The start of the space age can be dated from two separate events towards the end of World War Two. First was the development of rockets that could escape the Earth's atmosphere - and with it, the potential to fire objects into orbit.
The second was the realisation that those orbiting objects - called satellites - could be used as reflectors to bounce signals around the Earth...

The first steps towards the technology of modern rocketry were taken by the American Dr Robert Goddard and by the German Werner von Braun in the 1920s and 1930s. Both were trying to perfect liquid-fuelled rockets - but it was von Braun who would ultimately be successful.
During the Second World War, von Braun and his fellow German scientists tried to perfect a rocket to carry out long-range bombardment of English cities.
Their principal version was the Aggregat 4 (A4) - which became notorious as Hitler's V2 or 'vengeance weapon'. The first two launches ended in failure but the third try, on October 3, 1942, saw a V2 lift off from its Baltic island launch pad, follow its programmed trajectory and land perfectly on-target 193 kilometres (120 miles) away. On the way it had risen 60 miles - beyond the outer edges of the Earth's atmosphere. So, this date can be said to mark the beginning of the space age.
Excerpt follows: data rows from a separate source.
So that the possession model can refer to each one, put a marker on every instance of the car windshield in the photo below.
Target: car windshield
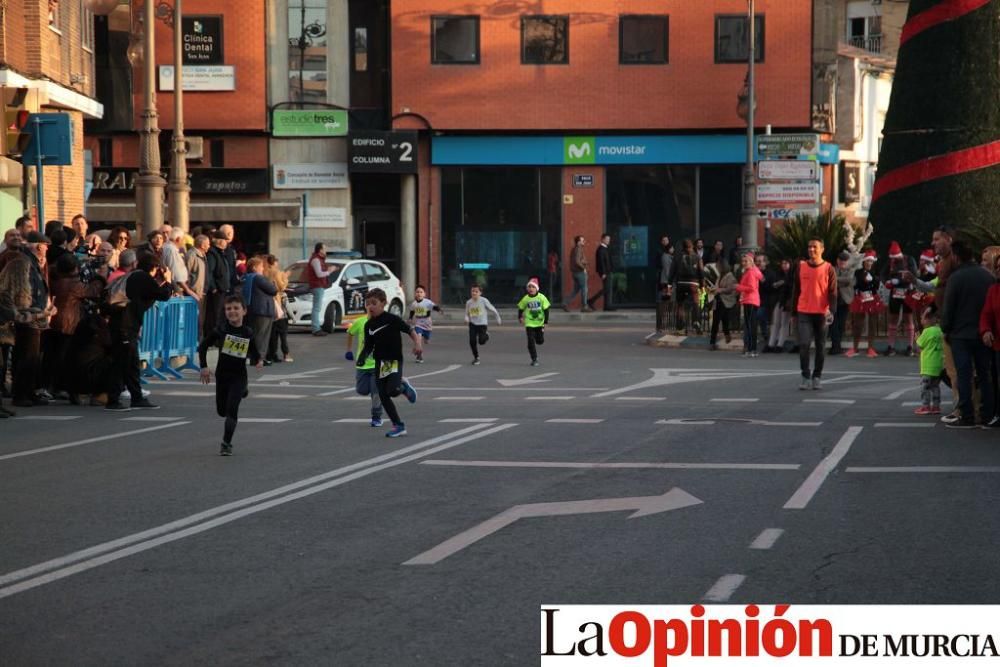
(297, 272)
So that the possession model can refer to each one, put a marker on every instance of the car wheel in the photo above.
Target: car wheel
(332, 318)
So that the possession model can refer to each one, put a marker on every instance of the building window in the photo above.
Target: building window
(86, 27)
(455, 40)
(732, 40)
(545, 40)
(642, 40)
(307, 51)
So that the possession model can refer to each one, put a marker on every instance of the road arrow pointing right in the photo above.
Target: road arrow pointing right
(642, 505)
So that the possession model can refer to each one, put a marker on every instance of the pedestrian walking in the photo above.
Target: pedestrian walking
(533, 314)
(235, 340)
(932, 363)
(382, 340)
(476, 316)
(604, 270)
(364, 376)
(578, 266)
(814, 298)
(421, 319)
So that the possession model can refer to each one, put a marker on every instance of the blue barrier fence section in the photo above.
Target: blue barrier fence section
(170, 331)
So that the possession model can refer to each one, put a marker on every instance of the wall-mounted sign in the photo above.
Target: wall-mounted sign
(309, 123)
(326, 218)
(777, 194)
(787, 145)
(788, 170)
(200, 78)
(202, 40)
(318, 176)
(203, 181)
(383, 152)
(850, 182)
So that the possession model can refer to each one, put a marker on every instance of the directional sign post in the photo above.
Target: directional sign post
(639, 506)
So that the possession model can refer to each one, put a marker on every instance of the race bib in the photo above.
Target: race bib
(234, 346)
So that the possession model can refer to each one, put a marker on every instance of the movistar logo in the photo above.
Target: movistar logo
(579, 150)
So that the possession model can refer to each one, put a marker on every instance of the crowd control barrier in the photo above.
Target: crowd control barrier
(170, 331)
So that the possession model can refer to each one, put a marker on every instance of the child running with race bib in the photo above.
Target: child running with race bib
(476, 315)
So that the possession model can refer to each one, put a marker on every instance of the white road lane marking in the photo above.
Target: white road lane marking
(904, 424)
(574, 421)
(926, 469)
(800, 499)
(767, 538)
(724, 588)
(87, 441)
(87, 559)
(612, 466)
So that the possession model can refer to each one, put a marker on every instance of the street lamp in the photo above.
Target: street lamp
(746, 105)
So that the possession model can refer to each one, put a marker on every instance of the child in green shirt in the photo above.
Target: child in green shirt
(533, 313)
(931, 364)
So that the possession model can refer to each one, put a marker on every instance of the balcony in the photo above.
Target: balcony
(870, 43)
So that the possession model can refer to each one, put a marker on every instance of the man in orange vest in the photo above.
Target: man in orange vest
(814, 299)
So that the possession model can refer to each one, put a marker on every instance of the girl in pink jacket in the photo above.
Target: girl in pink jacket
(749, 289)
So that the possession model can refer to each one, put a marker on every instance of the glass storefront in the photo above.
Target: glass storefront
(498, 226)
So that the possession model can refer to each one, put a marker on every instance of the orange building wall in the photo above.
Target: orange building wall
(594, 91)
(243, 38)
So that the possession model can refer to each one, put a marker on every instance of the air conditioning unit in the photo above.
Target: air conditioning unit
(195, 147)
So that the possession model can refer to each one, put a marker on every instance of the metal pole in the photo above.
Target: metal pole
(749, 226)
(149, 185)
(179, 191)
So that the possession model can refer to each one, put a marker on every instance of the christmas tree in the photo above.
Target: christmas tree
(940, 157)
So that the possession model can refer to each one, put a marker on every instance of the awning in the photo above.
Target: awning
(201, 212)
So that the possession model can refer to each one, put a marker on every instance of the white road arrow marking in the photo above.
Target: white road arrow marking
(533, 379)
(640, 506)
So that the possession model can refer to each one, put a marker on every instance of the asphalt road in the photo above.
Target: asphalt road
(128, 540)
Once Werner von Braun's V2 missiles ceased raining destruction on London and other cities, a young RAF technician called Arthur C. Clarke conceived a vision for the post-war future in a magazine called Wireless World.
In a letter headed 'V2 for Ionospheric Research', Clarke explained how a network of satellites could be placed in stationary orbit, 22,300 miles above the Earth's surface.
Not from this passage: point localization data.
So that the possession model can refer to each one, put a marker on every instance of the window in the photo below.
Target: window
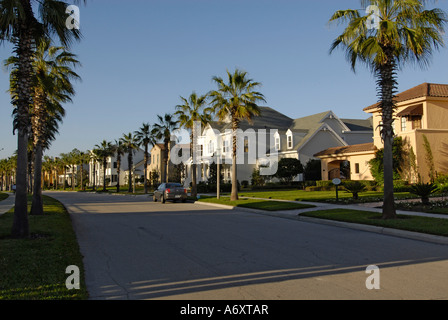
(403, 124)
(277, 144)
(211, 148)
(416, 122)
(289, 142)
(225, 146)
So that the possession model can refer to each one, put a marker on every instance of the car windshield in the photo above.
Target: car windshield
(173, 185)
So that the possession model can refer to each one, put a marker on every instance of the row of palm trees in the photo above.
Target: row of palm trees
(406, 32)
(235, 98)
(37, 89)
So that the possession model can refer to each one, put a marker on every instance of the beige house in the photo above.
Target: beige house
(421, 111)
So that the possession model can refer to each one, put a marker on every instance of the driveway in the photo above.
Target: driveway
(136, 249)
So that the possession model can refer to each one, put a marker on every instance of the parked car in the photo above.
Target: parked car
(170, 191)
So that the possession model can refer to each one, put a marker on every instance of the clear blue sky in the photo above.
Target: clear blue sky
(139, 56)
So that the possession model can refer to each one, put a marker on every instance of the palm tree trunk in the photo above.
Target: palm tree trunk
(145, 179)
(118, 172)
(387, 86)
(37, 206)
(130, 164)
(20, 228)
(234, 193)
(104, 174)
(194, 182)
(167, 162)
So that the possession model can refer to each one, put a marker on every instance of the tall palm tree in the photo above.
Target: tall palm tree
(193, 110)
(81, 159)
(51, 79)
(119, 150)
(406, 33)
(20, 26)
(130, 144)
(145, 137)
(94, 158)
(237, 100)
(105, 150)
(163, 131)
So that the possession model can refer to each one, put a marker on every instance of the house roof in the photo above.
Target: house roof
(359, 124)
(422, 90)
(348, 149)
(268, 119)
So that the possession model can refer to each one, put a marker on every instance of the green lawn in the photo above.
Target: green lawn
(301, 195)
(432, 226)
(266, 205)
(34, 268)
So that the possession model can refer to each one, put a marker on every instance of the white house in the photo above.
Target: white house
(273, 135)
(96, 169)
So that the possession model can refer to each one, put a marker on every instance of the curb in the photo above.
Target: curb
(361, 227)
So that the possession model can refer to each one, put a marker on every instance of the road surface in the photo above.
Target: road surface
(136, 249)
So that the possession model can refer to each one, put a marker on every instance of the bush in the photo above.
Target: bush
(354, 187)
(423, 190)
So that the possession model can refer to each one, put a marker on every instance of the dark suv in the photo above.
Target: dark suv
(170, 191)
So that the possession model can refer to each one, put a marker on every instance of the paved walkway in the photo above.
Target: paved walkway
(375, 207)
(7, 204)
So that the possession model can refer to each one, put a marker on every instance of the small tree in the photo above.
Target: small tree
(354, 187)
(423, 190)
(429, 159)
(313, 170)
(257, 179)
(288, 169)
(399, 154)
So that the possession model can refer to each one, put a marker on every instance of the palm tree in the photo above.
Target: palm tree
(104, 150)
(20, 26)
(94, 157)
(145, 137)
(130, 145)
(406, 33)
(119, 150)
(81, 159)
(190, 112)
(236, 100)
(52, 75)
(162, 131)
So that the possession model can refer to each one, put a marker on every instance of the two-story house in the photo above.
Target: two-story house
(286, 137)
(420, 111)
(97, 172)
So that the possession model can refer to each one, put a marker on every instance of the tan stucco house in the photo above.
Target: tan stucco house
(421, 111)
Later, in an article titled 'Extra-Terrestrial Relays' published in October 1945, Clarke explained how these satellites could be used to transmit radio, TV and telephone signals around the world.
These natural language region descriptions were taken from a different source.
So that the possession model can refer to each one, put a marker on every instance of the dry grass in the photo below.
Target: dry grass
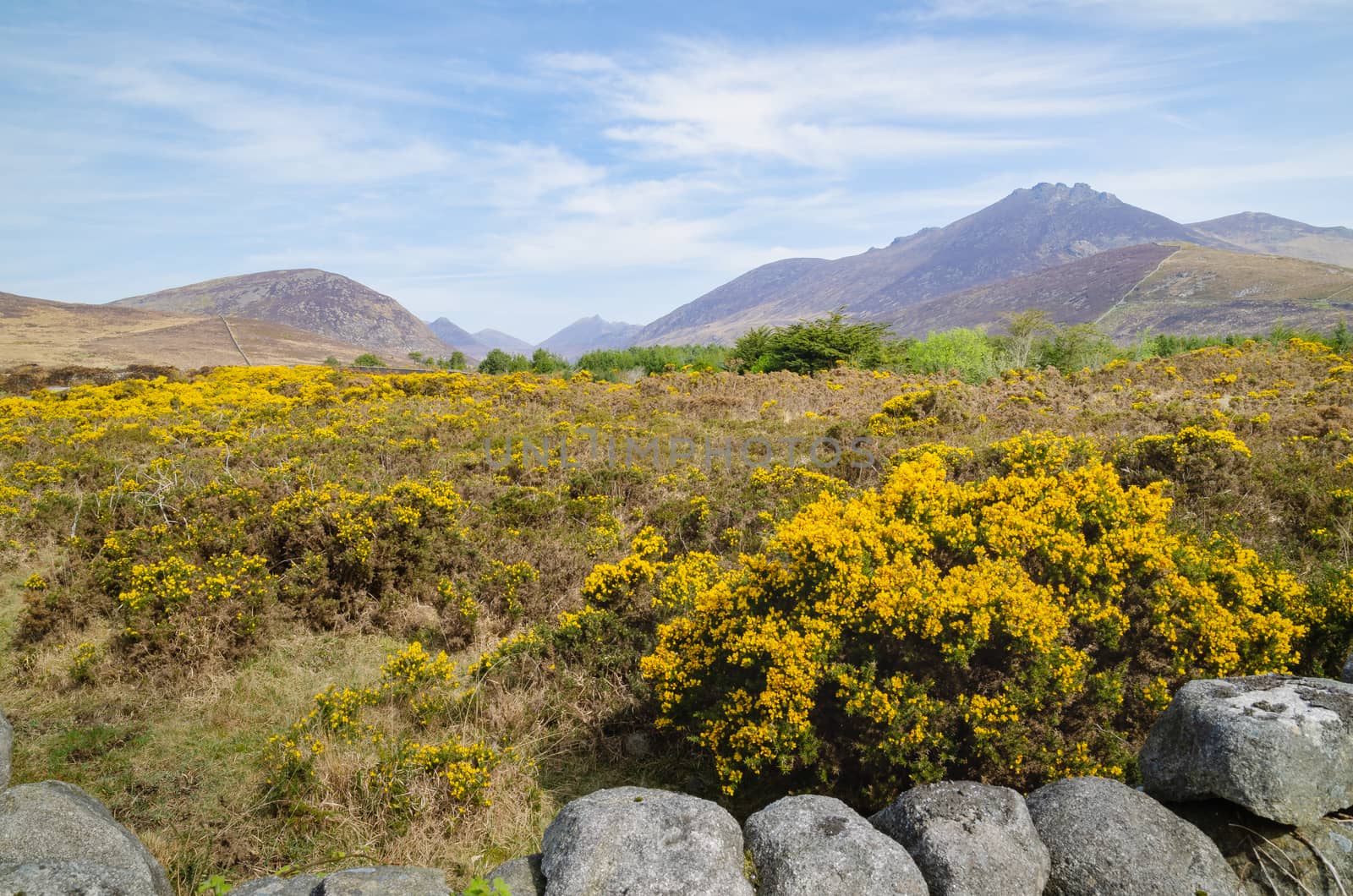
(41, 332)
(179, 753)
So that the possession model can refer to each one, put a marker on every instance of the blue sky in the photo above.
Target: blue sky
(521, 164)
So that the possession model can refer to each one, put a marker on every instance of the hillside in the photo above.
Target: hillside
(42, 332)
(329, 305)
(1201, 292)
(1258, 232)
(994, 261)
(507, 342)
(457, 337)
(1075, 292)
(592, 333)
(1163, 287)
(1026, 232)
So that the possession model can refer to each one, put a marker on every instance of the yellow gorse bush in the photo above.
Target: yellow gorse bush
(405, 774)
(1008, 628)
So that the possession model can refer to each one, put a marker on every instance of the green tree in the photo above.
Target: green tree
(1023, 331)
(497, 362)
(816, 346)
(748, 349)
(1341, 340)
(1077, 347)
(545, 362)
(969, 352)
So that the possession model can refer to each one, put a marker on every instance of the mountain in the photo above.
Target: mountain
(1175, 287)
(1202, 292)
(51, 333)
(1075, 292)
(511, 344)
(589, 335)
(1258, 232)
(309, 299)
(457, 337)
(1026, 232)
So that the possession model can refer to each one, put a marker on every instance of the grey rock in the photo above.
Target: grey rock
(969, 839)
(298, 885)
(386, 880)
(1276, 858)
(67, 878)
(628, 841)
(639, 745)
(1109, 839)
(56, 822)
(1279, 746)
(6, 750)
(521, 876)
(812, 844)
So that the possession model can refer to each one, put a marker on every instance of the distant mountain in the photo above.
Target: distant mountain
(511, 344)
(457, 337)
(1075, 292)
(592, 333)
(1258, 232)
(1202, 292)
(309, 299)
(1175, 287)
(1026, 232)
(42, 332)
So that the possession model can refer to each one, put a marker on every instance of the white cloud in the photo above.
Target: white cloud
(1202, 14)
(271, 137)
(831, 106)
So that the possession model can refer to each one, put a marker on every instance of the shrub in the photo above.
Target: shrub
(812, 346)
(1015, 628)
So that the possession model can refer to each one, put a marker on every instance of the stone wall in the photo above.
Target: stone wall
(1245, 788)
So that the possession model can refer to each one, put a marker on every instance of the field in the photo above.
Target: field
(309, 617)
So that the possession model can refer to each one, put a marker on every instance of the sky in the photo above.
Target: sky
(521, 164)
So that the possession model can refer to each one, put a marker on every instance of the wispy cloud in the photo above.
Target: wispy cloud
(830, 106)
(1199, 14)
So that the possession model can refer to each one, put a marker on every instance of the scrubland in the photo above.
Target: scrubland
(304, 617)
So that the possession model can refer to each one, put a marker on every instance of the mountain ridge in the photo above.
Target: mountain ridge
(310, 299)
(1028, 231)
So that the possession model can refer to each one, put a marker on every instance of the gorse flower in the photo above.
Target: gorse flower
(939, 627)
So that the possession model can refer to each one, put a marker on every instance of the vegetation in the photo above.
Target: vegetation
(638, 362)
(301, 616)
(812, 346)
The notion of the geostationary (or geosynchronous) orbit was first proposed in 1945 when the science fiction writer Arthur C. Clarke published his visionary concept of relaying communication signals from one ground station to another via artificial satellites circling the Earth.
Keeping a steady flow of information between two ground stations and the satellite would need the satellite to remain in a fixed position in sight of both stations.
Clarke reasoned that if the satellite orbited in the same direction and the same orbital speed as the Earth's rotation, it would appear to remain in a fixed position in the sky.
He correctly calculated that the satellite would exactly match the speed of the Earth's rotation and keep in constant orbit at an altitude of 35,800km (22,300 miles) above the equator.
The first communications satellite to be placed in this type of orbit was Syncom 2, launched by NASA in 1963. Most of those that followed were also placed in geosynchronous orbit.